Online usage of Springer Nature documents
SDG-related content that is published under a Gold OA model has significantly more downloads.
36,823 Springer Nature documents were published in 2017 and are related to at least one SDG. On average, these documents were downloaded 1,437 times since with a median of 730.
We clustered all documents with regards to their access status in four different segments (Table 2):
We can see a clear OA advantage in the data. For example, documents published Gold Hybrid OA have the highest average and median number of downloads, 4,049 and 2,368 respectively. Second come Gold Fully OA documents with an average of 2,489 and a median of 1,699 downloads. This compares to an average of 923 and a median of 522 downloads for Subscription documents. So Gold OA Hybrid documents have 4.4 times as many downloads as Subscription documents, and Fully Gold OA publications have 2.7 times as many.
After controlling for several variables on a document, author and journal level, our regression model predicts similar numbers. According to the model, Gold Hybrid OA SDG-related documents on average have a download rate that is 3.7 times higher than Subscription documents; documents in Fully Gold OA publications have a rate that is 2.5 times higher.
The variation noted between Hybrid OA and Fully OA is worthy of note. Several factors could potentially be at play, including the fact that Hybrid journals are more established and therefore attract more users. Although we used the Journal Impact Factor as a proxy for journal prestige in our regression model to control for journal reputation, this metric certainly has its limitations.
Altmetric attention data
OA content is shared more often and gets more attention than Subscription content.
358,293 SDG-related documents from the Dimensions database were analysed, all published in 2017. The vast majority (71%) of them don’t yet have an Altmetric Attention Score, which is a weighted count of all of the online attention for an individual research output, meaning that no activity about them has been found by the provider of this score, Altmetric, in the sources they cover. However, a few documents get a lot of attention, which results in an average Altmetric Attention Score of 5.15 (the highest Altmetric Attention Score in the sample is 7,514). Looking deeper into the various sources that contribute to the Altmetric Attention Score, we see an average number of Twitter accounts tweeting about a document of 3.41, an average number of news outlets writing about content of 0.33, and an average number of policy documents mentioning content of 0.02. It is also important to consider that the Altmetric Attention Score differs significantly by the country of the author(s), since there is a regional bias with regards to the sources covered (e.g. the uptake in usage of Twitter is very different in different countries).
Despite these limitations, we can again see an OA advantage. For Gold OA SDG-related content, the average Altmetric Attention Score, as well as the average number of Twitter accounts, news outlets and policy documents are all higher than the Subscription scores. For example, Gold Hybrid OA documents have a 2.1 times higher average Altmetric Attention Score than Subscription documents, documents in Fully Gold OA publications are 1.7 times higher. The regression model predicts similar numbers: an Altmetric Attention Score that is 2.0 times higher for Gold Hybrid OA documents, and 1.5 times higher for documents in Fully Gold OA publications.
Citation data
There is not a clear OA citation advantage for this cohort of documents.

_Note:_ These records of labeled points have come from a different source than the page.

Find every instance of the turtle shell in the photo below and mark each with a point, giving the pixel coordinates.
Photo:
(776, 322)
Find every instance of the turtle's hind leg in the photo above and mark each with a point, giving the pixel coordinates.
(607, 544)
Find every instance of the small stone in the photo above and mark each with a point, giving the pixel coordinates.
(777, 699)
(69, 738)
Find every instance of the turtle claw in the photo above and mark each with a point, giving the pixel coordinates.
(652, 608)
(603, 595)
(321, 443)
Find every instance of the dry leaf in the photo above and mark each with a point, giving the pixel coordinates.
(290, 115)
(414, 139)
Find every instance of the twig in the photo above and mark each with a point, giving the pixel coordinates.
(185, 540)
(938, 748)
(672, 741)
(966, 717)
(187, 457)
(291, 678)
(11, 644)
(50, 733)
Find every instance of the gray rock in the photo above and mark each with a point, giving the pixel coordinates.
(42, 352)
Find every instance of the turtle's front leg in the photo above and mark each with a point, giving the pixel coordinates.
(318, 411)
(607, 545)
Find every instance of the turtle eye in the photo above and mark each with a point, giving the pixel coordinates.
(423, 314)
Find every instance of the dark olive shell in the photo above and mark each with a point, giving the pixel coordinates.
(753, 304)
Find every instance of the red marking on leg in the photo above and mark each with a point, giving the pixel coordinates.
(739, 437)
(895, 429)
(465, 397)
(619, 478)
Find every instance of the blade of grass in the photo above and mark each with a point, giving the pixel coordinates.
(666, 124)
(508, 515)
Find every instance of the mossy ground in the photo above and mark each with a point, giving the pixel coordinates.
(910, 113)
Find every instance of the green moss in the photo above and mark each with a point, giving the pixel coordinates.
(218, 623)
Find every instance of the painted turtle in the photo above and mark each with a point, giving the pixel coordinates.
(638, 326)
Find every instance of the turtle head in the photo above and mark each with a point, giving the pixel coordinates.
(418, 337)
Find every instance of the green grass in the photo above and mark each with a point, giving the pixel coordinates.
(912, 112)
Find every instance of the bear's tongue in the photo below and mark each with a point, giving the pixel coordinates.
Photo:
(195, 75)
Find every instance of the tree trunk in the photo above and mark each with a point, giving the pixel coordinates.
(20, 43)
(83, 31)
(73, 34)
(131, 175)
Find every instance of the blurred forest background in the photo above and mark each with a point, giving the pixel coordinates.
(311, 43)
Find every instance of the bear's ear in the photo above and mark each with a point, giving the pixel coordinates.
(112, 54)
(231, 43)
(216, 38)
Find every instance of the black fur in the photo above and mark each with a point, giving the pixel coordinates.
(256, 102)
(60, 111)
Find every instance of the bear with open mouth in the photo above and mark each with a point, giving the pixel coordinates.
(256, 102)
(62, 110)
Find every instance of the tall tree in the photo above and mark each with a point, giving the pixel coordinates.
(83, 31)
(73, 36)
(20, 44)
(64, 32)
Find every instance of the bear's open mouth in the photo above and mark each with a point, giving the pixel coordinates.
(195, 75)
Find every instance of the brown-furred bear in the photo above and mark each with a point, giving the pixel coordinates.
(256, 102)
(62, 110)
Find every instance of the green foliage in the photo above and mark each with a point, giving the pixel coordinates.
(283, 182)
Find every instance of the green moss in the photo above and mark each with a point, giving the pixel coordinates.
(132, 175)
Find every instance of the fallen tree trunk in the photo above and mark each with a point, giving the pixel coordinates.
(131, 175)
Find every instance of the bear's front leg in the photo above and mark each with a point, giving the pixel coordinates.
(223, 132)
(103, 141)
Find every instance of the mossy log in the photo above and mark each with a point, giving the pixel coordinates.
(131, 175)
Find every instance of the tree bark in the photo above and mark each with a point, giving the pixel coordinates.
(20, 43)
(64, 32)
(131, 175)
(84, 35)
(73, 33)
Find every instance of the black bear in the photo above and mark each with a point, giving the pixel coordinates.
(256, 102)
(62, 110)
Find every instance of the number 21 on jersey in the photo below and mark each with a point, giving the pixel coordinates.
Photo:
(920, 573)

Like Altmetric data, citation data is heavily skewed. 36% of the documents in this sample (SDG-related content published in 2017) have not received a citation yet; the median number of citations is just 2. However, since there are again a few documents that perform particularly well by this metric, the average is 6.57.
Unlike the usage and Altmetric data, we can see only less distinct differences between Subscription, Gold Hybrid OA and Fully Gold OA documents. When controlled for other factors, however, the regression model suggests a citation advantage 1.5 times higher for Gold Hybrid OA documents and 1.1 times for documents in Fully Gold OA publications.
For comparison, the previously mentioned Springer Nature study found that Gold OA documents in Hybrid journals attract 1.4 times more citations when controlled for various author and journal characteristics, so this analysis finds a similar result for Gold Hybrid OA across all publishers.
A case study of Netherlands SDG content
Netherlands research outstrips the global average number of downloads, with a high share of OA documents published.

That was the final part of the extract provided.